Data and Metadata

Last updated on 2023-11-16 | Edit this page

Quote by Jeffrey Pomerantz saying 'Data is stuff. It is raw, unprocessed, possibly even untouched by human hands, unviewed by human eyes,, un-thought-about by human minds.'
Pomerantz, J. (2015). Metadata. Cambridge, MA: MIT Press.

Overview

Questions

  • What is data and what is metadata?
  • Which types of metadata exist?
  • Where can I find (meta)data in everyday examples?
  • What are bad and good enough practices of metadata handling in the scientific context?

Objectives

  • Recognize and describe examples of (meta)data
  • Name best and worst practice situations in research (meta)data handling
  • Getting familiar with the example dataset

Data – Information – Knowledge – Wisdom


The question “What is data?” seems trivial at first, but if we look at the definition, it is apparent that the question is not that easy to answer. In information science, we distinguish between Glyphs (or symbols), data, information, knowledge and wisdom. GLYPHS are the smallest unit of data representation. Glyphs represent the symbols of which data can be composed.

To cite the information scientist Jeffrey Pomerantz, “DATA is stuff. It is raw, unprocessed, possibly even untouched by human hands, unviewed by human eyes, un-thought-about by human minds”1. In other words, data is potential information, that requires processing and context to extract the information held within.

Accordingly, INFORMATION is processed, human-consumable data. If this information is internalized by a human being, it is called KNOWLEDGE. This knowledge can be applied in a broader context by the human being. Applied knowledge is called WISDOM. The key to reaching wisdom from data is processing and contextualizing data to extract information. To achieve this goal we often need to add a description to the data: metadata.

Information pyramid

Information pyramid from glyphs to wisdom highlighting the data fracture. Text reads: Data is potential information and needs to be processed and contextualized to make it accessible for the human audience.

Metadata


Metadata is (semi-)structured data that provides information about characteristics of other (more complex) data objects (e.g. files or documents). Regarding research data, metadata gives the observer the necessary context to interpret the data and derive information from it. Although metadata is data itself, it only is meaningful in connection with a data object that is described by the metadata record (e.g. the meta-information in a book about said book). Metadata can be found inside of a data object (e.g. in a book, in a data record) or as a separate object (e.g. library catalogue, separate file).

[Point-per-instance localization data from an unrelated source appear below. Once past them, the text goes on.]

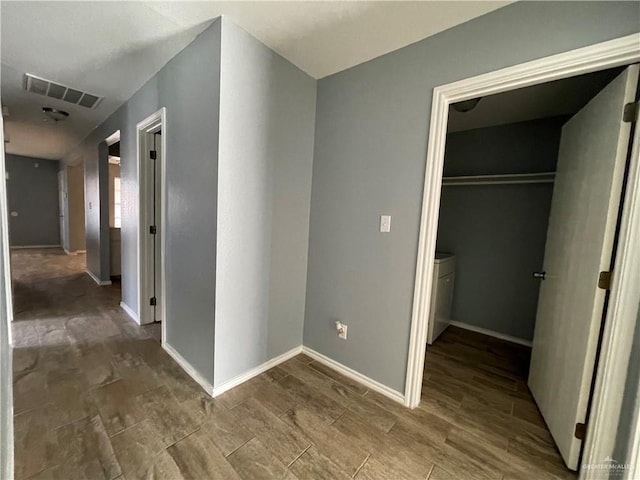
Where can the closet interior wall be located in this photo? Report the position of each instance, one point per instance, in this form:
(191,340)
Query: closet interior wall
(498,231)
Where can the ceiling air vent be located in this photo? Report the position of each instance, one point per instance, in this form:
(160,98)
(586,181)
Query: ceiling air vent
(51,89)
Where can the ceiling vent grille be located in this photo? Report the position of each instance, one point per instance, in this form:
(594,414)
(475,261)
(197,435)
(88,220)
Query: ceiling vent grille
(51,89)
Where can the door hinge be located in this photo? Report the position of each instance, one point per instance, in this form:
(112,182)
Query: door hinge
(630,113)
(604,280)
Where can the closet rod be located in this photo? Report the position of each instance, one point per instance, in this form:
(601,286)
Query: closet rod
(508,179)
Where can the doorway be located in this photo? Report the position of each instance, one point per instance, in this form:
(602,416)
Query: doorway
(152,224)
(508,79)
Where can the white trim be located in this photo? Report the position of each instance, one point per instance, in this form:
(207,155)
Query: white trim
(102,283)
(621,51)
(153,122)
(248,375)
(617,339)
(129,311)
(113,138)
(8,444)
(354,375)
(186,366)
(75,252)
(491,333)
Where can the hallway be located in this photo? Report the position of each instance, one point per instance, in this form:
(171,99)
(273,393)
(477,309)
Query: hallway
(96,397)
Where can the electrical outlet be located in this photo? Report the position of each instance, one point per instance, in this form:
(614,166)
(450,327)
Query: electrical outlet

National Information Standards Organization (NISO, 2004, from “Big Data, Little Data, No Data”, Christine L. Borgman, 2015): “Metadata is structured information that describes, explains, locates, or otherwise makes it easier to retrieve, use or manage an information resource”.

Types of Metadata


Descriptive metadata provides information about the intellectual content of a (digital) object (e.g. title, author, date of publication, subject, description, unique identifier). 2

Administrative metadata provides information to support the management of a resource (e.g. technical information regarding the file’s creation and format, version, information about copyright, licence and intellectual property rights). 2

Structural metadata specifies the relationships between components of a (digital) object and between different (digital) objects (e.g. chapters in a book). 2

Challenge 1: Real-world metadata

  1. Open one of these web pages in your preferred browser:
  1. Open one of the articles linked on the main page.
  2. Inspect the web page source code.
Browser Shortcut to Source Code
Firefox Ctrl + u
Chrome Ctrl + u
Safari Option + Command + u
Opera Ctrl + u
Edge Ctrl + u
Internet Explorer Ctrl + u
  1. Look for meta tags in the HTML source code <head> element.
  2. Assign some <meta> tags to one of the categories descriptive, administrative, structural

Metadata records


Handwritten (lab) notes Handwritten (lab) notes are still a common practice in many scientific disciplines. These notes are easy to take during data generation. The greatest disadvantage, however, is the physical separation from the data itself and the difficulty to find, store and share this information. Often, handwritten lab notes do not follow a predictable structure and, hence, are hard to interpret and sometimes even hard to read.

Readme style text documents Recording your metadata (additionally) in a digital README-style text document comes with one great advantage: the metadata can be associated and stored directly with the experimental data. README-style metadata best practices include:3

  • creating one README file for each data file, whenever possible.
  • naming the README in a way that it is easily associated with the data file(s) it describes.
  • writing the README document as a plain text file avoids proprietary data formats.
  • structuring multiple README files identically.
  • where possible follow established conventions for scientific vocabulary (i.e. from glossaries or resources such as the IUPAC Gold book)

We strongly recommend to use this template for README-style metadata documents.4

Key Points

  • Data is potential information.
  • The boundaries between data and metadata are blurred and depend on the context.
  • Scientific meta information is often recorded in handwritten (lab) notes. A better - though still limited - solution, is the documentation of scientific metadata in accompanying README files

  1. Pomerantz, J. (2015). Metadata. The MIT Press. https://doi.org/10.7551/mitpress/10237.001.0001↩︎

  2. Zhang, A. B., Gourley, D. (2008). Metadata strategy in Creating Digital Collections: a practical Guide. Sawston, UK: Woodhead Publishing.↩︎

  3. Chadwick, I. (2016). Research Data Management: guide to writing ”readme” type metadata. The Open University. https://www.open.ac.uk/library-research-support/sites/www.open.ac.uk.library-research-support/files/files/RDM-Guidelines-for-creating-readme-style-metadata.pdf↩︎

  4. Guide to writing “readme” style metadata – Cornell Data Services. (n.d.). https://data.research.cornell.edu/data-management/sharing/readme/↩︎